2. No. D.O. 119 creating the Marawi Sub-District Engineering Office which has jurisdiction over infrastructure projects
within Marawi City and Lanao del Sur is violative of the provisions of E.O. 426.
 The Executive Order was issued pursuant to R.A. 6734—which initiated the creation of the constitutionally-
mandated autonomous region and which defined the basic structure of the autonomous government. E.O. 426
sought to implement the transfer of the control and supervision of the DPWH within the ARMM to the
Autonomous Regional Government. In particular, it identified four (4) District Engineering Offices in each of the
four (4) provinces, namely: Lanao del Sur, Maguindanao, Sulu and Tawi-Tawi. Accordingly, the First Engineering
District of the DPWH-ARMM in Lanao del Sur has jurisdiction over the public works within the province.
 The office created under D.O. 119, having essentially the same powers, is a duplication of the DPWH-ARMM First
Engineering District in Lanao del Sur formed under the aegis of E.O. 426. The department order, in effect, takes
back powers which have been previously devolved under the said executive order.

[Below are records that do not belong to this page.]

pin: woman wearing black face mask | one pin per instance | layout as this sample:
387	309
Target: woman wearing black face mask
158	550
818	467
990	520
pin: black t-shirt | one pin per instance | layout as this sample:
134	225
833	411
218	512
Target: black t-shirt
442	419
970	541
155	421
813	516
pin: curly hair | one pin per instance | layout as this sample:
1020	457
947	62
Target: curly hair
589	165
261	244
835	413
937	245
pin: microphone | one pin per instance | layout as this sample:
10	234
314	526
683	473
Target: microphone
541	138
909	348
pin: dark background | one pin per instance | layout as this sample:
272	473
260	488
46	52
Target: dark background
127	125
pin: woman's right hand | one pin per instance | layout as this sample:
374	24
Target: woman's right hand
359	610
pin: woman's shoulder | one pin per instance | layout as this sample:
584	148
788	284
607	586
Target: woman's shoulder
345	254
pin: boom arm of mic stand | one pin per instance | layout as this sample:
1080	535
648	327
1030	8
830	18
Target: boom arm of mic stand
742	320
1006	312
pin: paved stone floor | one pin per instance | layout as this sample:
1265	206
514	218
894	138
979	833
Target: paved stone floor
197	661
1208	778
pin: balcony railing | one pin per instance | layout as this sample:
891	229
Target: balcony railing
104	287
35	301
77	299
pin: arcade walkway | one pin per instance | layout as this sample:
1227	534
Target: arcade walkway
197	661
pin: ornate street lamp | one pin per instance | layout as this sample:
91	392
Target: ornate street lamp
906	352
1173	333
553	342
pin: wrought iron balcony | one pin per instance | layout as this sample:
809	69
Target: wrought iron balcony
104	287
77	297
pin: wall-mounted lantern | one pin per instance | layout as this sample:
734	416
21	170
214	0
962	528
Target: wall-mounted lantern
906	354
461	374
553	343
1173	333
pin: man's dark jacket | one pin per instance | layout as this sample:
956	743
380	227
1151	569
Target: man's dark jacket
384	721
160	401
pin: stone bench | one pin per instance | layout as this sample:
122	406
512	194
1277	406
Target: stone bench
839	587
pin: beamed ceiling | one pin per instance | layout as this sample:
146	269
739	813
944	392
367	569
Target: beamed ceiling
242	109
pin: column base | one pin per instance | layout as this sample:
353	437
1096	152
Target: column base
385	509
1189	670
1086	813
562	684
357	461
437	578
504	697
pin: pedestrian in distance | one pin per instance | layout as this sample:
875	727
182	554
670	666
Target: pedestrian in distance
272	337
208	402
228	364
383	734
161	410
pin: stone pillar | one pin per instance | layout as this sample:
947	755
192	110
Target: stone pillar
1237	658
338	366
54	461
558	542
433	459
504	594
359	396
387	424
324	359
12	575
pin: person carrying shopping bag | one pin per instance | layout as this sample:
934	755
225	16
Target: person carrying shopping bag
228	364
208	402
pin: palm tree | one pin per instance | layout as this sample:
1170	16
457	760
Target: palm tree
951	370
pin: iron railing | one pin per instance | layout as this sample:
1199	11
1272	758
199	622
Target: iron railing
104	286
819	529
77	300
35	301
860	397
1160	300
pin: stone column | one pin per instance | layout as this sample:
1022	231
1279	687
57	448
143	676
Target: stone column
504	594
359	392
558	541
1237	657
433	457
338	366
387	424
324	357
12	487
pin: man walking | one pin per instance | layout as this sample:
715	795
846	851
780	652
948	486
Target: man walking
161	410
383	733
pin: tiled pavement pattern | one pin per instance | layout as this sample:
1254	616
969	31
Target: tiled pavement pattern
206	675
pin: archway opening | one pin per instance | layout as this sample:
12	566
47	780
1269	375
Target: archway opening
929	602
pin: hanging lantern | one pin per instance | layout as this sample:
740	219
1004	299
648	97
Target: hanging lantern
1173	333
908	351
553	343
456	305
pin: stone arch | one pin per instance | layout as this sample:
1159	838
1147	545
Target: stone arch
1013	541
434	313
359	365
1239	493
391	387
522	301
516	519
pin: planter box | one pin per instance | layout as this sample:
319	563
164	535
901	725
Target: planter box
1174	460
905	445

D.O. 119 runs counter to the
provisions of E.O. 426. The DPWH’s order, like spring water, cannot rise higher than its source of power—the
Executive.
 The fact that the department order was issued pursuant to E.O. 124—signed and approved by President Aquino
in her residual legislative powers—is of no moment. It is a finely-imbedded principle in statutory construction
that a special provision or law prevails over a general one. Lex specialis derogant generali. As this Court expressed
in the case of Leveriza v. Intermediate Appellate Court, “another basic principle of statutory construction
mandates that general legislation must give way to special legislation on the same subject, and generally be so
interpreted as to embrace only cases in which the special provisions are not applicable, that specific statute
prevails over a general statute and that where two statutes are of equal theoretical application to a particular
case, the one designed therefor specially should prevail.”
 E.O. No. 124, upon which D.O. 119 is based, is a general law reorganizing the Ministry of Public Works and
Highways while E.O. 426 is a special law transferring the control and supervision of the DPWH offices within ARMM
to the Autonomous Regional Government. The latter statute specifically applies to DPWH-ARMM offices. E.O. 124
should therefore give way to E.O. 426 in the instant case.
 In any event, the ARMM Organic Acts and their ratification in a plebiscite in effect superseded E.O. 124. In case of
an irreconcilable conflict between two laws of different vintages, the later enactment prevails because it is the
later legislative will.
 Further, in its repealing clause, R.A. 9054 states that “all laws, decrees, orders, rules and regulations, and other
issuances or parts thereof, which are inconsistent with this Organic Act, are hereby repealed or modified
accordingly.” With the repeal of E.O. 124 which is the basis of D.O. 119, it necessarily follows that D.O. 119 was
also rendered functus officio by the ARMM Organic Acts.
RULING
WHEREFORE, considering that Republic Act No. 9054 repealed Republic Act No. 8999 and rendered DPWH Department
Order No. 119 functus officio, the petition insofar as it seeks the writs of certiorari and prohibition is GRANTED.
Accordingly, let a writ of prohibition ISSUE commanding respondents to desist from implementing R.A. 8999 and D.O.
119, and maintaining the DPWH Marawi Sub-District Engineering Office and the First Engineering District of the Province
of Lanao del Sur comprising the City of Marawi and the municipalities within the First District of Lanao del Sur. However,
the petition insofar as it seeks a writ of mandamus against respondents is DENIED.